Since they are watching the star wobble, they probably have exact inclinations.


"Wobble" is perhaps a imprecise term. What is actually measured is the doppler shift of a spectral line in the star. In other words, you are measuring the velocity of the star in the radial direction (towards and away from the Earth). By measuring how the velocity changes over time, you can get a orbital period for the planet. By measuring the magnitude of the velocity change, you can get a lower bound on the mass of the planet. It is only a lower bound as depending on the orbital inclination, some of the movement will be in the perpendicular direction (back and forth on the sky). We are unable to measure this movement precisely enough to detect (in most cases).


Seems like it would have to be. If you've worked out from the wobble what the mass and orbit are it would stand to reason you've either calculated or at least stated an assumption regarding the inclination.


You can put a lower bound on both, but inclination introduces an unknown upper bound.


But shouldn't they have _some_ upper bound ? I guess for example that it's unlikely they are larger than 100 Earth masses since they call them Earth-sized.


Measuring the star wobble (i.e. doppler shift) doesn't give inclinations.


Well it doesn't transit from our point of view, so yes, I think he can say that as the observer.

"In astronomy, a transit or astronomical transit is the phenomenon of at least one celestial body appearing to move across the face of another celestial body, hiding a small part of it, as seen by an observer at some particular vantage point."[0]

[0]https://en.wikipedia.org/wiki/Transit_(astronomy)

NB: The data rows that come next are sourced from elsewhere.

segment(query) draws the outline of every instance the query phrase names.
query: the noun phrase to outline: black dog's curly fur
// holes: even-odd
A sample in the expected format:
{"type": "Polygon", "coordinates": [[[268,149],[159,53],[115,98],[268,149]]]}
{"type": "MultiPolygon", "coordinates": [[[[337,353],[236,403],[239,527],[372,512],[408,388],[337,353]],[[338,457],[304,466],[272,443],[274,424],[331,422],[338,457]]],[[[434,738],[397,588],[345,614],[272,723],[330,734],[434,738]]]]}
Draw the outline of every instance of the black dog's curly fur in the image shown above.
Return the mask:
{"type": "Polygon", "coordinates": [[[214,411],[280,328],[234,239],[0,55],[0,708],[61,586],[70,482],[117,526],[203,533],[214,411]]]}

I understand that. I guess I don't know how small we can reliably view transits. We can certainly see large planet transits. Perhaps planets of this size are too small to view at this distance/ with this star type with our current technology. Just because we haven't observed a transit doesn't mean the transit isn't happening. But again, I don't really know this specific circumstance.


Yeah, but the Kepler observatory has looked for exoplanet transits for many years now and found over 1000.

You have to assume it has examined this close neighbor thoroughly.


Actually this star is not in the Kepler Field, and it is also too bright for Kepler. Even most ground based telescopes looking for transits probably haven't bothered looking at it, due to its brightness.


Thanks, I had no idea Kepler was under these constraints.

I'd expect it's easier to measure at the brighter stars. Maybe calibrating the instrument for the weaker stars makes it "overload" for a really bright ones?


You're in for a treat, "Kepler 2.0" launches next year: https://tess.gsfc.nasa.gov/overview.html


Kepler has only focused on two tiny patches of the sky in its lifetime IIRC.